Was aber war der Hauptdiskussionspunkt?

Nun, es war der mögliche Rückbau unserer Kapelle. Rückbau heißt auf deutsch „Abriss“. Für die Teilnehmer der Informationsveranstaltung war es nicht nachvollziehbar warum eine Kapelle die erst ein neues Dach bekommen hat, frisch gestrichen wurde und vor allem aus Tradition in das Dörfliche Erscheinungsbild gehört in diese Diskussion gerät. Aus dem Konzeptpapier durften wir erfahren das die Kapelle ein minus von 6533,00€ im Durchschnitt erzeugt. Bei der Gesamtkostenbetrachtung sieht das dann etwas anders aus. Dort stehen Gesamteinnahmen von 19.354,00 € gegen Ausgaben von 22.136,00€ . Das Defizit beträgt also ein minus von 2.782,00€. Als Ortsvorsteher nehme ich aus der Veranstaltung mit, dass völliges Unverständnis herrscht warum wegen diesen 2.782,00 € eine solche Diskussion zu diesem sensiblem Thema los getreten wird. Zwar wurde erläutert das aus Verwaltungssicht das Thema gesamtheitlich also über alle Friedhöfe in Blomberg betrachtet werden muss, nachvollziehbar war dies für die Teilnehmenden allerdings nicht.

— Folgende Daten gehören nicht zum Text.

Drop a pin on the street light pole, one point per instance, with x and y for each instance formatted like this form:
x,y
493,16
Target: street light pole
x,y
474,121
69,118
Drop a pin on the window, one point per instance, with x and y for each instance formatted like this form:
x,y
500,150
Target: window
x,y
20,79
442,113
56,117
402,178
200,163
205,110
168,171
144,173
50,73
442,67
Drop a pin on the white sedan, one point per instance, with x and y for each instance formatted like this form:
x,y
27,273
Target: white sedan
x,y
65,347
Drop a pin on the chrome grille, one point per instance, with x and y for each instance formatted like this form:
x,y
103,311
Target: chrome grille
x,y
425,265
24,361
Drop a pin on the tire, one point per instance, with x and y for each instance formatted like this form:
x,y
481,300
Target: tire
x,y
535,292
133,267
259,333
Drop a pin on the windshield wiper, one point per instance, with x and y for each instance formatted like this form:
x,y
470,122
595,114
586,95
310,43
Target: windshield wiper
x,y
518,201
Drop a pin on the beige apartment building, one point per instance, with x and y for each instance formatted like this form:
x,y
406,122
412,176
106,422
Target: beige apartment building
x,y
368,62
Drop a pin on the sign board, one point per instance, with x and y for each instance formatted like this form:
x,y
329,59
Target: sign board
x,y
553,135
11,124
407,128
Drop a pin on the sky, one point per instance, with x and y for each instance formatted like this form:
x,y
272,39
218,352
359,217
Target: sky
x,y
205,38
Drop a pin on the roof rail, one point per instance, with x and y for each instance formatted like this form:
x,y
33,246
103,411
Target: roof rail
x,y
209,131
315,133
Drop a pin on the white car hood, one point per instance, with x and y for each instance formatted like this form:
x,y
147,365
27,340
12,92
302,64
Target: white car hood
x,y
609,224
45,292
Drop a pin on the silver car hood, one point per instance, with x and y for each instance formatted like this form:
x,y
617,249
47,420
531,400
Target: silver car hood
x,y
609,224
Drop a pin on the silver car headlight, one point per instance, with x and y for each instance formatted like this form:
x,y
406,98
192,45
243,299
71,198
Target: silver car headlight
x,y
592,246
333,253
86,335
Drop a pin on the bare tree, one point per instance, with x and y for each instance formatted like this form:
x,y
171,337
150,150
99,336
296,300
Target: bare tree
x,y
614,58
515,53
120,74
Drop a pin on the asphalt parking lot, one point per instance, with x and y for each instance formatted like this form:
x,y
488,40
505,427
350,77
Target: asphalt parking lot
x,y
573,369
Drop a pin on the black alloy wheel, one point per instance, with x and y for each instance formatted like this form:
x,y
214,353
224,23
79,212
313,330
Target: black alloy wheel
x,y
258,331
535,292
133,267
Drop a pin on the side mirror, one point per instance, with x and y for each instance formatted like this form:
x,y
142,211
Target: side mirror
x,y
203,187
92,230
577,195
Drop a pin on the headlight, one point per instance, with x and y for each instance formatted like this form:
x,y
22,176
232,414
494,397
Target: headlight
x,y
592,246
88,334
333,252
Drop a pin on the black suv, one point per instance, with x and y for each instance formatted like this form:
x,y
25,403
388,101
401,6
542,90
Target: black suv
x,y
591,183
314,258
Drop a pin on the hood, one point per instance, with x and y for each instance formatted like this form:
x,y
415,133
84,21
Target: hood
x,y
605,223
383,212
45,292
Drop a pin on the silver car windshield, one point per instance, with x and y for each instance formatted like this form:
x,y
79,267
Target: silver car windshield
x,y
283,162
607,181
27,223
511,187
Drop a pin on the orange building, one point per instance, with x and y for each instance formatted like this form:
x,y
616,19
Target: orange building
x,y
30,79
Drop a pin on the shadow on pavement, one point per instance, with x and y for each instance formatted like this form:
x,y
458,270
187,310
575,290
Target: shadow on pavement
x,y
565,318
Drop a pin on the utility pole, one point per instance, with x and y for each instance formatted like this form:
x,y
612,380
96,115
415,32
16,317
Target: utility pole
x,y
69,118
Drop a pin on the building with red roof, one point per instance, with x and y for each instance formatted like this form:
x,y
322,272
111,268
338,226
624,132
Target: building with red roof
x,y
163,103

Letztendlich entstand der Eindruck, wenn die Herrentruper und Reelkirchner „ihre Kapelle“ behalten wollen sollten sie auch die Instandhaltung, Pflege u.s.w. übernehmen. Dieser ureigensten Aufgabe der Verwaltung werden die Dorfgemeinschaften aber wohl nicht nachkommen können.

Es bleibt zu hoffen das wie vom Bürgermeister mehrfach erwähnt trotz des Grundsatzbeschlusses zum Friedhofskonzept noch Veränderungen herbeigeführt werden können und vor allem die Diskussion Ergebnis offen geführt werden kann. Ziel der hoffentlich noch folgenden Gespräche mit der Verwaltung wird sein das unsere Kapelle erhalten werden kann.